National Former Prisoner of War Recognition Day
April 9, 2007
|Today is National Former Prisoner of War Recognition Day, as ordered by President Bush.|
So, in honor of this day, I present to you photos and stories of two ex-POWs: Booker T. Johnson, ex-POW of the Korean War and Robbie Risner, ex-POW of the Vietnam War.
| ||I first met Booker T. Johnson on Memorial Day 2001. It was my first Memorial Day here in Texarkana, and my first service to attend. He came up to me, shook my hand, smiled, and thanked me for attending. I did not know until I arrived at the next service (I had attended the second of three services held on Memorial day), that Booker T. was an ex-POW of the Korean War. Given the fact that I became involved with veterans because of being first involved in the POW/MIA issue, this was exciting.|
I only ever saw Booker T. at Memorial Day services and again following the Veterans Day parade, when he would come to McDonald's to receive his free meal. (The owner of the local McDonald's gives free meals to veterans every year following the Veterans Day parade and the veteran groups help man the sign-in tables).
Sadly, Booker T. was called Home late last year. He was a good Christian man who endured more than three years as a prisoner of war in Korea, and I am truly blessed to have known him.
|Robbie Risner was one of the longest held POWs in the Vietnam War. He was shot down on 16 September 1965, and released on 12 February 1973. Risner also served in World War II and Korea, having flown over 100 missions in Korea. I had the honor of meeting Brig. Gen. Risner in Branson in June 2005, when I volunteered at Operation Homecoming USA, a national Welcome Home event for Vietnam Veterans. Risner was the guest speaker for the Friday morning opening services, and managed not to cry while speaking.
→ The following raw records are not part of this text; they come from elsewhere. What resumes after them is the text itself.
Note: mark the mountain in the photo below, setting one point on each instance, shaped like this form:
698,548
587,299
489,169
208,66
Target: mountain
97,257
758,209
Following his talk, many of us got the chance to meet and talk with him. I told him Thank You! and mentioned my website dedicated to POWs/MIAs and also to those like him, returned POWs. We did not talk long, but by the time we finished, we were both crying.|
You really do need to read his bio, especially the last parts, when it talks about the Air Force Academy dedication of a nine-foot tall statue, which was commissioned by Ross Perot (whom I also got to meet in Branson; he was responsible for putting the homecoming together). It was a great honor to meet this true American hero.